Harvard students, workers demand living wage
 
BY TED LEONARD AND SARAH ULLMAN  
CAMBRIDGE, Massachusetts--"I'm here because Harvard pays poverty wages," said Harvard freshman Madeleine Elfnbein. "Harvard is a multibillion-dollar corporation that has been masquerading as an institution that serves to benefit humanity." Elfnbein spoke out the window of Massachusetts Hall, which she and about 40 others are occupying. The building houses the offices of the president and provost of Harvard University. "We just can't treat injustice as an academic issue," she said.

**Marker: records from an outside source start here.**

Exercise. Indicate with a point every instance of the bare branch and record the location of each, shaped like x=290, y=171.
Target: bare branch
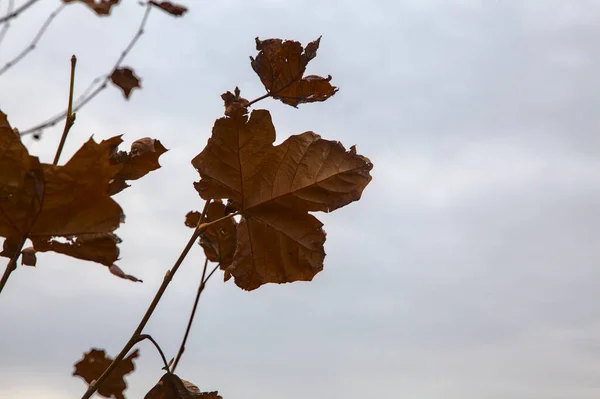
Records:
x=97, y=85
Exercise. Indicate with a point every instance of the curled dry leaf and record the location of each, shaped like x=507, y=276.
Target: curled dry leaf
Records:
x=117, y=271
x=173, y=9
x=66, y=209
x=171, y=386
x=141, y=160
x=93, y=364
x=274, y=188
x=100, y=7
x=234, y=104
x=218, y=241
x=28, y=257
x=125, y=79
x=281, y=66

On April 19 students began an "indefinite" sit-in in the building, demanding Harvard pay a "living wage" to workers at the university. They estimate that between 1,000 and 2,000 people working on the campus--janitors, kitchen staff, guards and others--are paid less than $10.25 per hour plus benefits.

In 1999 the Cambridge city council passed an ordinance setting the living wage at $10.25. The Harvard Living Wage Fact Sheet distributed by the students explains, "Although living wage standards do, by definition, vary from region, they are all considerably higher than the federal minimum wage. This is because the minimum wage does not begin to meet the needs of working people or families anywhere in the country: in fact, it puts a parent with one child below the federal poverty line. A living wage aims to correct this by establishing, at a local level, a more reasonable minimum wage."

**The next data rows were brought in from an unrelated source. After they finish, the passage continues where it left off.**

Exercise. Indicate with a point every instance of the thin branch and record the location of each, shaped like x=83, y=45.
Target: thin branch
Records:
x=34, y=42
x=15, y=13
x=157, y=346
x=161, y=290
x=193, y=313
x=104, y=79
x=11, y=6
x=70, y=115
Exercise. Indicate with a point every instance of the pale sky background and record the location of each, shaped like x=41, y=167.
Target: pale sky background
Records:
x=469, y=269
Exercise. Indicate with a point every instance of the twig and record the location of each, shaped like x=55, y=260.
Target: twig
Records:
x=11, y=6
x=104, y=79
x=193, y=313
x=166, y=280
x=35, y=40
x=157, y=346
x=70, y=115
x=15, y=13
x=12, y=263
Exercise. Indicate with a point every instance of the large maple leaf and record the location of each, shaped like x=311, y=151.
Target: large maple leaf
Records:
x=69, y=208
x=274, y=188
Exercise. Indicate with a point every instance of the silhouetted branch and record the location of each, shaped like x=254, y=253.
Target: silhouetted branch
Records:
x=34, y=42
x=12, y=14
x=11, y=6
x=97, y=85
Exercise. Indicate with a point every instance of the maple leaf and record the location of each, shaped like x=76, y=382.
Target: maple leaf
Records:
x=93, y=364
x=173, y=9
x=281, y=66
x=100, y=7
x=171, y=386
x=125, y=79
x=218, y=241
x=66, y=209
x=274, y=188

The protest is being led by the Progressive Student Labor Movement (PSLM).

In Harvard Yard, which Massachusetts Hall faces, dozens and dozens of tents are pitched in a tent city. Handmade banners and signs hang from rope between trees and on the sides of buildings expressing support for the occupation. "Society of Arab Students support PSLM," "Brandeis Students say 'Living Wage Now,'" and "Tufts supports PSLM," read several banners. "Si se puede" (Yes we can), said another. A sign in Creole, "Working together with the students," reflects the majority Haitian and Hispanic composition of the workers at Harvard.

Seven hundred workers and students rallied in Harvard Yard April 30. Among the speakers were AFL-CIO president John Sweeney, and Vice President Linda Chavez-Thompson. "We will stand with you until Harvard University agrees to pay a living wage to the men and women who do all the tasks that are so important to running the university," Sweeney told the rally.

Ted Leonard is a meat packer in Boston.